To get a clear view of all your debt, consider getting a free copy of your credit report and credit scores from Experian to see your up-to-date account information as creditors report it. You'll also be able to see if your credit report changes over time and you can use Experian's tools to track your progress.
What to Do Once You're Finally out of Debt
Once you've paid off your credit card debt, consider crafting a strategy to help you manage your spending going forward. You'll want to avoid overspending and not to rely on your credit cards for non-essential purchases. Always make sure you can pay off whatever you spend on your cards every month to avoid paying interest charges.

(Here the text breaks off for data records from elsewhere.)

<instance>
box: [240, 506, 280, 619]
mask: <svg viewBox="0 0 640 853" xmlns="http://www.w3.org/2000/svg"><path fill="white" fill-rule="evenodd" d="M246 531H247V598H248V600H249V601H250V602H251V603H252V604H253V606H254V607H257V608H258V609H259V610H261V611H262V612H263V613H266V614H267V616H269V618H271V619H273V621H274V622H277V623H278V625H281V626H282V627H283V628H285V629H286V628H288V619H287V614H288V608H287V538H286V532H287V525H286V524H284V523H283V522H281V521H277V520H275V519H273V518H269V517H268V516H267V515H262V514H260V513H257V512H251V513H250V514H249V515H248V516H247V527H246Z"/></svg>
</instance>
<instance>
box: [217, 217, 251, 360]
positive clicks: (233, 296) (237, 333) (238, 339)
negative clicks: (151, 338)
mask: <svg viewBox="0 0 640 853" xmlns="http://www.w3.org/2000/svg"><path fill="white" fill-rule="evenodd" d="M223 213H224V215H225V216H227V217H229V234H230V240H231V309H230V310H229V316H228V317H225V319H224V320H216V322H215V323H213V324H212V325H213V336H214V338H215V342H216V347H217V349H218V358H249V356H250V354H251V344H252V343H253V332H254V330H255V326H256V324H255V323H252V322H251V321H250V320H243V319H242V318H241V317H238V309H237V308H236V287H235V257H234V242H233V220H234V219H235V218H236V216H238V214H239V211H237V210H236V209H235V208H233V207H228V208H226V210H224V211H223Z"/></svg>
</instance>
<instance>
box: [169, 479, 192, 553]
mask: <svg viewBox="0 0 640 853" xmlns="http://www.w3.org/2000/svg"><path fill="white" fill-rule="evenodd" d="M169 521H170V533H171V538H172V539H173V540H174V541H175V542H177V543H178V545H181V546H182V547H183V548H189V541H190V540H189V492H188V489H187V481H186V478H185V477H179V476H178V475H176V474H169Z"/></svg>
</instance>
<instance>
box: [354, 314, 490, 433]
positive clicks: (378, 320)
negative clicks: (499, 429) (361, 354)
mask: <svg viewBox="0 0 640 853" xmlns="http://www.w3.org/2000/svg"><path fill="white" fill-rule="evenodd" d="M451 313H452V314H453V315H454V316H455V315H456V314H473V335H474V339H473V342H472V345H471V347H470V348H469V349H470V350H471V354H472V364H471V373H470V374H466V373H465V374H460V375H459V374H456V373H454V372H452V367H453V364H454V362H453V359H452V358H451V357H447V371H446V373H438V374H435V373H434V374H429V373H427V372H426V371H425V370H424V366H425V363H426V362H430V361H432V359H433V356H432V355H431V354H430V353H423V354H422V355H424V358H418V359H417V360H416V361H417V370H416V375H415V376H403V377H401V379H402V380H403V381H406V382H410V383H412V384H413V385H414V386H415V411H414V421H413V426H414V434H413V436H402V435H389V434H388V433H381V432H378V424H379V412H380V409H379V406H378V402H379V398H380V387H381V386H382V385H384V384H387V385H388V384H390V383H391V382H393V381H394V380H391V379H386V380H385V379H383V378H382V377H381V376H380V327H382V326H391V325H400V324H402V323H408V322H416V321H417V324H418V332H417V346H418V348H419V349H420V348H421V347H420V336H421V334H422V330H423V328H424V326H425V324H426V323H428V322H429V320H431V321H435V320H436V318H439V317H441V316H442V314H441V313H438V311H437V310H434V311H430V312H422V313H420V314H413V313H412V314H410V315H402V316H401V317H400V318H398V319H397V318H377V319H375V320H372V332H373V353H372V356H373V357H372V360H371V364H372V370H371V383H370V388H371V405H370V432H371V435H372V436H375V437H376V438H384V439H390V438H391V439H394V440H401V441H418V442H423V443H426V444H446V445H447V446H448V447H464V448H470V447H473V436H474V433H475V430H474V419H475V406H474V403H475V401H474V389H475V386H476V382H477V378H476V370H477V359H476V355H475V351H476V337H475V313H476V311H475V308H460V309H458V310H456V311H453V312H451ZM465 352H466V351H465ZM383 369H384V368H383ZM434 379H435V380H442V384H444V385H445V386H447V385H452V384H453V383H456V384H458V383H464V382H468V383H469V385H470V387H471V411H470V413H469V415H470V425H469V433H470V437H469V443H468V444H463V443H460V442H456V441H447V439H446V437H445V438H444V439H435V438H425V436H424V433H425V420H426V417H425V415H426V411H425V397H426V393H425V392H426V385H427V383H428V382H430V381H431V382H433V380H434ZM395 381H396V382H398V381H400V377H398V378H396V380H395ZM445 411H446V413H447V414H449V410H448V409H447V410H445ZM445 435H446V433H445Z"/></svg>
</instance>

Review your budget and see how much extra money you have each month. If you don't already have an emergency fund, take that extra amount and put it in savings to begin building a fund solely for emergency expenses. Once you have an emergency fund (experts recommend you have at least three months' worth of expenses set aside to cover unexpected financial needs), you can use any extra cash to save for other financial goals, such as a down payment for a car or home. As long as you know how much extra money you have to play with each month, you'll be able to budget how much you can spend on other things and how much to save.
It's important to remember that once you're out of credit card debt, you can go back to using your credit cards—but with caution. Using a credit card for purchases can have many benefits, including earning rewards and purchase protections. As long as you pay off your balance every month, credit cards can offer plenty of savings and perks.